# Fine-tuning a Keras model using Theano trained Neural Network & Introduction to Transfer Learning

## Introduction

We have seen the in-depth detailed implementation of neural networks in Keras and Theano in the previous articles. I think both the libraries are fascinating with their pros one over the other. I decided to make this more interesting and do a comparison between two superpowers of Deep Learning.

In this article, I’ve covered a basic overview of Keras and Theano. Then I will be explaining in details with the help of use cases why & when should one prefer Theano over Keras. Then I’ve explained about advanced techniques like transfer learning and fine tuning, with a case study combining all the mentioned topics.

*Note: *

*This article is best suited for users with clear understanding neural networks, deep learning,*keras*&*theano*.**If you are not well equipped with Deep Learning, read here.**If you are not familiar with*Keras*, read here.*- If you are not familiar with Theano, read here.

## Table of Contents

- A bit about the superpowers
- When should you prefer Theano over Keras?
- Simple neural network model using Theano
- Getting to know Transfer Learning and Fine tuning
- Case study with Keras and Theano
- Where to go from here?
- Additional Resources

## A bit about the superpowers

Before we proceed further, let’s look at the definitions of Theano and Keras.

Theano in a few lines:

A programming language which runs on top of Python but has its own data structure which are tightly integrated with numpy, allowing faster implementation of mathematical expressions

Keras in a few lines:

Keras is a high level library, used specially for building neural network models. Keras was specifically developed for fast execution of ideas. It is written in (and for) Python

Theano and Keras are built keeping specific things in mind and they excel in the fields they were built for. Theano is more of a matrix manipulation library with an optimized compiler on its backend. Whereas Keras is a deep learning library built over Theano to abstract most of the code to give an easier interface.

## When would you prefer Theano over Keras?

Keras is a very useful deep learning library but it has its own pros and cons, which has been explained in my previos article on Keras. The main scenario in which you would prefer Theano is when you want to build a custom neural network model.

Theano is flexible enough when it comes to building your own models. You can write you own functions and optimizations and easily integrate it with your model. This is especially useful in research environment, when it comes to innovating new ideas.

Let’s take an example:

A recently published paper called “Binarized Neural Networks: Training Neural Networks with Weights and Activations Constrained to +1 or −1” uses an innovative strategy.

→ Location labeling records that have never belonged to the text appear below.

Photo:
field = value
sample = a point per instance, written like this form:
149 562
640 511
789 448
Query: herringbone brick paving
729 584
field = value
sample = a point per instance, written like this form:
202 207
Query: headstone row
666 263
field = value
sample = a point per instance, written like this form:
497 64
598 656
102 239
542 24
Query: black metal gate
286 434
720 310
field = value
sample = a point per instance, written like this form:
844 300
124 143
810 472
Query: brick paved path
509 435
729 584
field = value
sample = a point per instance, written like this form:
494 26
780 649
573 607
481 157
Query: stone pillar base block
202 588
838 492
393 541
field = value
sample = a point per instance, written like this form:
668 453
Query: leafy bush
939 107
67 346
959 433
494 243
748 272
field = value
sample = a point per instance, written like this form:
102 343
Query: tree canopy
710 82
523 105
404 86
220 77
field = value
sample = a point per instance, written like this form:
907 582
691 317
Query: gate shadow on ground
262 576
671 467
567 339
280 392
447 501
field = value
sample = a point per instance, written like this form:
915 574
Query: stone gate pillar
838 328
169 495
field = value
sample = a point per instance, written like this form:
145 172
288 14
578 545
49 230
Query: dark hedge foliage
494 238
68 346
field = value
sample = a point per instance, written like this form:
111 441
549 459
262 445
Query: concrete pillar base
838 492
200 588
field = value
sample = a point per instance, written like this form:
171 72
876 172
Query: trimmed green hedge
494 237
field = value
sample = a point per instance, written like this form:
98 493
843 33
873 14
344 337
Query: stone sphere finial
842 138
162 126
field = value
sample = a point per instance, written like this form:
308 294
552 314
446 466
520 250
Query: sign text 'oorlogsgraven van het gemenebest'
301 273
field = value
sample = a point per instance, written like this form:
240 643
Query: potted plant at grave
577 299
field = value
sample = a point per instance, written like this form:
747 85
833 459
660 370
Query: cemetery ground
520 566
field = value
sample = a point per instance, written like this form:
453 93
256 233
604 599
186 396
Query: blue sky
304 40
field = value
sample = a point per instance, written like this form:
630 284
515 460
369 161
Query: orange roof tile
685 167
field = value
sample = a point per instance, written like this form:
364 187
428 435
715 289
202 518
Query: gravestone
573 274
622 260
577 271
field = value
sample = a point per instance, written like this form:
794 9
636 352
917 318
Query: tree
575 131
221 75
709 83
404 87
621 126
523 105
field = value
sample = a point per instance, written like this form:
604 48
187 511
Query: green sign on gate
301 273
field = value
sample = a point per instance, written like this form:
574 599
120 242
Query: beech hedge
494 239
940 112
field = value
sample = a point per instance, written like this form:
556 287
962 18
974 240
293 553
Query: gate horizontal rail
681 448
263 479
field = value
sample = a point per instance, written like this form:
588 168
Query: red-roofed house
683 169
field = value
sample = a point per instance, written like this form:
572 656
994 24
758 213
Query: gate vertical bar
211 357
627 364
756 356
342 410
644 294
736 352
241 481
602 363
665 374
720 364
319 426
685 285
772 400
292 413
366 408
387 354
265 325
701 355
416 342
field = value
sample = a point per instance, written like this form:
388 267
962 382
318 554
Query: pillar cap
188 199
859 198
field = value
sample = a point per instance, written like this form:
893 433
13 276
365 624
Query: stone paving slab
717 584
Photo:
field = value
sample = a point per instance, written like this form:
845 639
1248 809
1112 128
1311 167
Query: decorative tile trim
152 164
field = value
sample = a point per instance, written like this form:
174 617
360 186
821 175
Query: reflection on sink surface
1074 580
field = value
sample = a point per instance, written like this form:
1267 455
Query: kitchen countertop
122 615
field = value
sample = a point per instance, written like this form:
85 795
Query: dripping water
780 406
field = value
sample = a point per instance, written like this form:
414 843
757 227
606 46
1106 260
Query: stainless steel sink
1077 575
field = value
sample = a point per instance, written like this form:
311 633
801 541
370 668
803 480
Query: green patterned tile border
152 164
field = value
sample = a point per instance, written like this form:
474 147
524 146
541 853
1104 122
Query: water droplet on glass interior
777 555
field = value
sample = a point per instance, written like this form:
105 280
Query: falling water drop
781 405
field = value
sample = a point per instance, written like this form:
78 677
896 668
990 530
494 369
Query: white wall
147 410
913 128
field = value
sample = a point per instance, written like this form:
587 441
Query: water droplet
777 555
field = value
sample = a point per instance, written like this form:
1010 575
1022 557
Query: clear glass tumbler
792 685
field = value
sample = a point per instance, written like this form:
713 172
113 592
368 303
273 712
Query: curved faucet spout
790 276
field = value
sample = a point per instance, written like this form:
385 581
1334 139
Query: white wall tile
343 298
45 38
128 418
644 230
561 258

As the name says, they change the typical values of weights & activations and replace them with binary values.

To build this “Binary Net”, you would have to rewrite the code for value representations in a neural network. So using low-level libraries like Theano, can easily make this possible.

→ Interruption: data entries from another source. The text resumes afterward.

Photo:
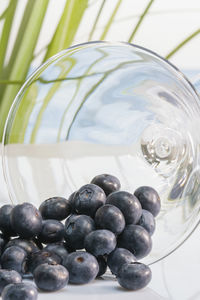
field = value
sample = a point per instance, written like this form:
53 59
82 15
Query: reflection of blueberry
82 266
26 220
76 229
7 277
14 258
149 199
19 291
147 221
136 239
119 257
111 218
88 199
134 276
71 202
102 261
28 245
51 277
59 249
42 257
3 242
100 242
108 183
5 225
128 204
55 208
52 231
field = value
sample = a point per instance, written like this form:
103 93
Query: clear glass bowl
108 108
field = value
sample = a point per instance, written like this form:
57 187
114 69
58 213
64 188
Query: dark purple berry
134 276
51 277
147 221
110 217
88 199
108 183
59 249
100 242
28 245
7 277
5 224
14 258
52 231
76 229
26 220
55 208
102 261
136 239
149 199
42 257
82 266
19 291
119 257
128 204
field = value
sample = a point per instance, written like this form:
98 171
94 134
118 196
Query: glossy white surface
174 278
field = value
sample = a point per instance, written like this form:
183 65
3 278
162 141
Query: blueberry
42 257
111 218
147 221
52 231
7 277
51 277
19 291
3 241
100 242
149 199
119 257
68 247
26 220
128 204
134 276
88 199
82 266
28 245
14 258
71 202
102 261
55 208
108 183
76 229
136 239
5 224
59 250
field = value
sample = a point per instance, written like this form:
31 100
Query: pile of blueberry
104 227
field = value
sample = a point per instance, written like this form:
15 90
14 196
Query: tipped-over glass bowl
108 108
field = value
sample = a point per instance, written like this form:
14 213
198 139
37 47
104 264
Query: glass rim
62 53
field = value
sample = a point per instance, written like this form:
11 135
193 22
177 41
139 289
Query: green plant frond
23 57
48 98
21 31
110 21
67 27
94 87
4 13
86 74
140 21
19 125
8 20
96 20
185 41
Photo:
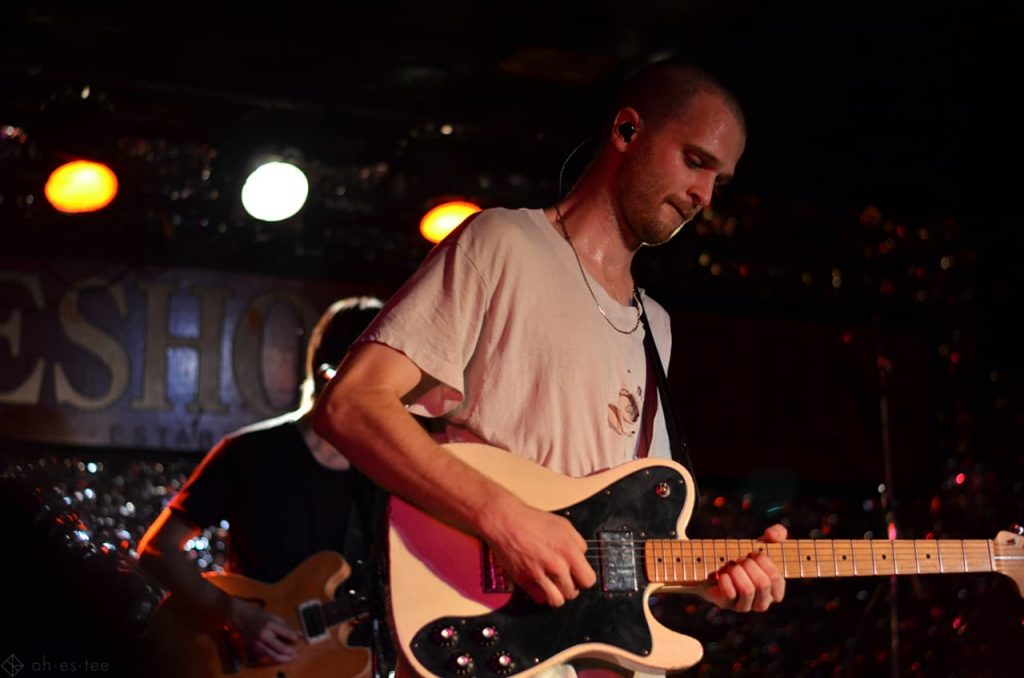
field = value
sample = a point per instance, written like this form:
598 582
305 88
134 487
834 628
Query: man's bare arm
361 413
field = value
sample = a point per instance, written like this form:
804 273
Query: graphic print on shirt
624 415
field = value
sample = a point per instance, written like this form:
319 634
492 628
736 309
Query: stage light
274 192
442 219
81 186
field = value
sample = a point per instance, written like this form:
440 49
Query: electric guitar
454 613
304 598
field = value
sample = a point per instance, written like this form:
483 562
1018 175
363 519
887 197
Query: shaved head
663 90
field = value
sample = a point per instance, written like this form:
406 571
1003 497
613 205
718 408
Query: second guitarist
285 494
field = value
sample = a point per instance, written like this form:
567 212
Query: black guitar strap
677 436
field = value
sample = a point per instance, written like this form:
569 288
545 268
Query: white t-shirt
500 315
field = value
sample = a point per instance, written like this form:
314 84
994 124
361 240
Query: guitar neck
686 562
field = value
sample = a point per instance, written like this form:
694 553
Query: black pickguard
528 633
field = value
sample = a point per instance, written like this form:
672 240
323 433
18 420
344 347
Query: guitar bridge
619 564
313 627
495 580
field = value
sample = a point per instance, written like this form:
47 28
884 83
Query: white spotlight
274 192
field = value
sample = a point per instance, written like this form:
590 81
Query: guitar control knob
445 636
461 664
502 664
486 635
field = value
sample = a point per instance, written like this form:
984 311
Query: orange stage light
81 186
442 219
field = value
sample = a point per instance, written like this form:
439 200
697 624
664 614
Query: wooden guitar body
181 649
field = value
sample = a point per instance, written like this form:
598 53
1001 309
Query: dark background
885 146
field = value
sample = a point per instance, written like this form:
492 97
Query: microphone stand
885 367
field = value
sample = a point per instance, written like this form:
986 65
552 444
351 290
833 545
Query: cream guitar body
453 612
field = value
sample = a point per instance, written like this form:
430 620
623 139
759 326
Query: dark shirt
281 503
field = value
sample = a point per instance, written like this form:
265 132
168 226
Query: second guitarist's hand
269 635
749 583
543 553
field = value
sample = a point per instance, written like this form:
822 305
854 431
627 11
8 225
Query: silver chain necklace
636 296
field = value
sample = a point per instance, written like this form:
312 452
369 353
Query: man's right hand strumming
541 552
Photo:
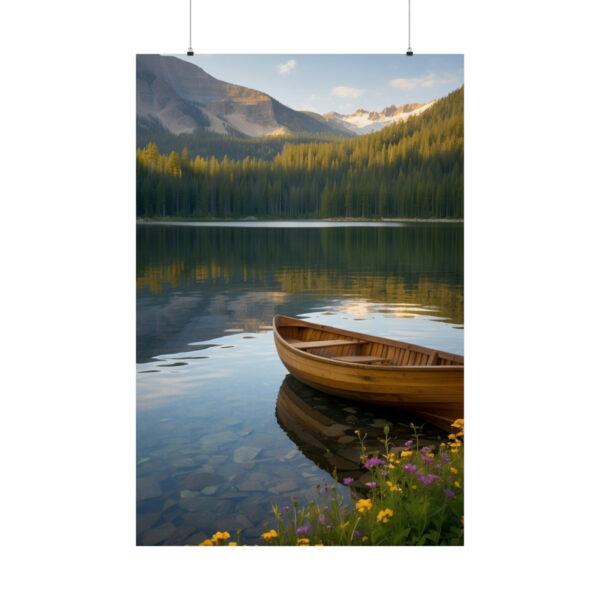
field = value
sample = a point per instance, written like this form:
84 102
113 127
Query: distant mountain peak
180 97
362 121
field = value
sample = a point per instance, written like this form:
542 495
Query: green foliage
416 499
410 169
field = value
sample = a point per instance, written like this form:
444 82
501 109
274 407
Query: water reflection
323 429
195 283
222 432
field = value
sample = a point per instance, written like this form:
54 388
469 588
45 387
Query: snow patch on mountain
362 122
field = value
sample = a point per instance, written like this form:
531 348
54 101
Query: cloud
427 81
287 67
344 91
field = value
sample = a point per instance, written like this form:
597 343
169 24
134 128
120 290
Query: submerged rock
148 487
245 454
201 479
158 534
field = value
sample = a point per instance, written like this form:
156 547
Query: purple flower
373 462
303 530
428 479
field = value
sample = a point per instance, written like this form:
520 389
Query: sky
339 82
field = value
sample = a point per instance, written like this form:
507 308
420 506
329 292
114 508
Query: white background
68 318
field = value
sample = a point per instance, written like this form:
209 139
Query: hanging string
190 50
409 51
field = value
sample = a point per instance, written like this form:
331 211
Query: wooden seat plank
359 359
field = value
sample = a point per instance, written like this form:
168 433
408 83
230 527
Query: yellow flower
385 515
269 535
220 537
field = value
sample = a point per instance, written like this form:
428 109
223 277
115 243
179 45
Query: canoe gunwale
369 338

## Simple neural network model using Theano

Now, I will be taking you through an implementation of a neural network written in Theano.

A typical implementation of Neural Network would be as follows:

- Define Neural Network architecture to be compiled
- Transfer data to your model
- Under the hood, the data is first divided into batches, so that it can be ingested. The batches are first preprocessed, augmented and then fed into Neural Network for training
- The model then gets trained incrementally
- Display the accuracy for a specific number of timesteps
- After training save the model for future use
- Test the model on a new data and check how it performs

Here we solve our deep learning practice problem – Identify the Digits. Let’s for a moment take a look at our problem statement.

Our problem is an image recognition, to identify digits from a given 28 x 28 image. We have a subset of images for training and the rest for testing our model. So first, download the train and test files. The dataset contains a zipped file of all the images in the dataset and both the train.csv and test.csv have the name of the corresponding train and test images. Any additional features are not provided in the datasets, just the raw images are provided in ‘.png’ format.

Now let’s first get to know how to build a neural network model in Theano.

- Let’s import all the required modules

%pylab inline import os import numpy as np import pandas as pd from scipy.misc import imread from sklearn.metrics import accuracy_score import theano import theano.tensor as T

- Let’s set a seed value, so that we can control our model’s randomness

# To stop potential randomness seed = 128 rng = np.random.RandomState(seed)

- The first step is to set directory paths for safekeeping!

root_dir = os.path.abspath('../..') data_dir = os.path.join(root_dir, 'data') sub_dir = os.path.join(root_dir, 'sub') # check for existence os.path.exists(root_dir) os.path.exists(data_dir)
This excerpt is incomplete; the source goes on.